In an effort to secure a nearly-half-billion-dollar bond package from the state to rebuild Belmont Park – a debt that would be repaid with already-existing subsidies – the New York Racing Association (NYRA) has launched a new PR campaign, complete with a glossy power point. Amid a swarm of impressive numbers – the usual suspects: jobs, tax revenue, economic activity – that are all sourceless projections, is this laughable promise under the heading “Diversified Audiences”:
“New programming, modern concessions and facilities, and enhanced transit accessibility will attract a younger, more diverse generation of race-goers.”

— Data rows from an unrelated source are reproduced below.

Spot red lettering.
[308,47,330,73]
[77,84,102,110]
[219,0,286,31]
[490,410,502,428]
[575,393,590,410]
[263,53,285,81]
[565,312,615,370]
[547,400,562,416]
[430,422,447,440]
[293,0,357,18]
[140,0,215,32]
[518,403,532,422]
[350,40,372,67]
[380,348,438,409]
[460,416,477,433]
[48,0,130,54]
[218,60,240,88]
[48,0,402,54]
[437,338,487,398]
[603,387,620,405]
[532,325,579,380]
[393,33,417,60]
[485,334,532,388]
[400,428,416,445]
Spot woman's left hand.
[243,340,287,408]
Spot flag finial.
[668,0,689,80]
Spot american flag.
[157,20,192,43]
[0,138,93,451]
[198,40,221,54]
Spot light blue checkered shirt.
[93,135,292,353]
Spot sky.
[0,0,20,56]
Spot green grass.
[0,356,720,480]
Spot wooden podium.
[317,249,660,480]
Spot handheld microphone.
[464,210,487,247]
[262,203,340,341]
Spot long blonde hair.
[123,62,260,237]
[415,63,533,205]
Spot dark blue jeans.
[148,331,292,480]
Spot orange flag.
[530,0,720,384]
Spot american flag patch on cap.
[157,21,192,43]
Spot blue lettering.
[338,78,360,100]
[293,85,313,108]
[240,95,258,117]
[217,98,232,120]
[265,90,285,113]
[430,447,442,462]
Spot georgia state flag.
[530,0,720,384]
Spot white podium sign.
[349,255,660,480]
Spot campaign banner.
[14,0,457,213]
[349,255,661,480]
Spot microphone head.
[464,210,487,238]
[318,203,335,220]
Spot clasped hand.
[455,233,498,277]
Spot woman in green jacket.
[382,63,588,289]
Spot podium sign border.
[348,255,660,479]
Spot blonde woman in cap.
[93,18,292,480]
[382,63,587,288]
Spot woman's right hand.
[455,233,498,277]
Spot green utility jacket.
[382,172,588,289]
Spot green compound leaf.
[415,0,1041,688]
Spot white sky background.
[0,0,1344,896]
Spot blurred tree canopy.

To quote a colleague here in NY, “If you rebuild it, they still won’t come.” Saratoga excepted, attendance at NYS Thoroughbred tracks has been in steep, steady decline for decades. (Obviously, what applies to the flats goes in spades for harness.) According to official data from the NYS Gaming Commission, the attendance figures at the three other state tracks in 1978 were as follows:
Finger Lakes: 651,853
Finger Lakes (this is for 2018, as, surprise, FL no longer reports attendance): 111,318
The change in 40 years:
Aqueduct: down 94%
Belmont: down 87%
Finger Lakes: down 83%
On second thought, perhaps “steep and steady” doesn’t quite capture it. Furthermore, in a 2021 Marist Poll, when asked, “In a typical year, how often do you visit any of the racetracks in NYS for the purpose of betting on horse races held within the state,” 91% of NY adults said “never”; 5% said “once”; 1% said “twice”; and only 3% said “more than two times in a typical year.” Again, only 3% of New Yorkers visit a track more than twice a year, and it’s not for lack of opportunities: NY has about 1,200 racedays/year.
There are two primary reasons for the above: First, there is far more competition today: expanded lottery, casinos, and now, mobile sports-betting (MSB) – that’s betting on real sports played by autonomous human beings. On that, in its first year of existence (Jan ’22-Jan ’23), MSB generated over $16 billion in handle, dwarfing the $2.3 billion recently reported, and celebrated, by NYRA. Crucially, however, the MSB companies (FanDuel, DraftKings, et al.) pay 51% tax on wagers; in 2019, the last pre-covid year for which we have data, horseracing paid a microscopic 1.3%. So, this past year, MSB sent $709 million in handle tax to the state; horseracing (that’s all 11 tracks) sends in roughly $10 million a year. But, of course, it’s far worse, with Racing receiving $230M in subsidies – an annual net drain on NYS of $220 million. Insane.
But just as important, sensibilities regarding animal exploitation are simply different – more evolved – today, most especially among the younger generations. Why, they ask, should we bet on fully sentient beings who are being whipped to run and who often die in the process when we can just as easily – and more to the point, harmlessly – bet on basketball or visit a casino? So dream all you want, NYRA. Those fans aren’t coming back, no matter how many millions – in, I remind, taxpayer money – you sink in the place. You’ve lost that battle. Now, about that welfare spigot.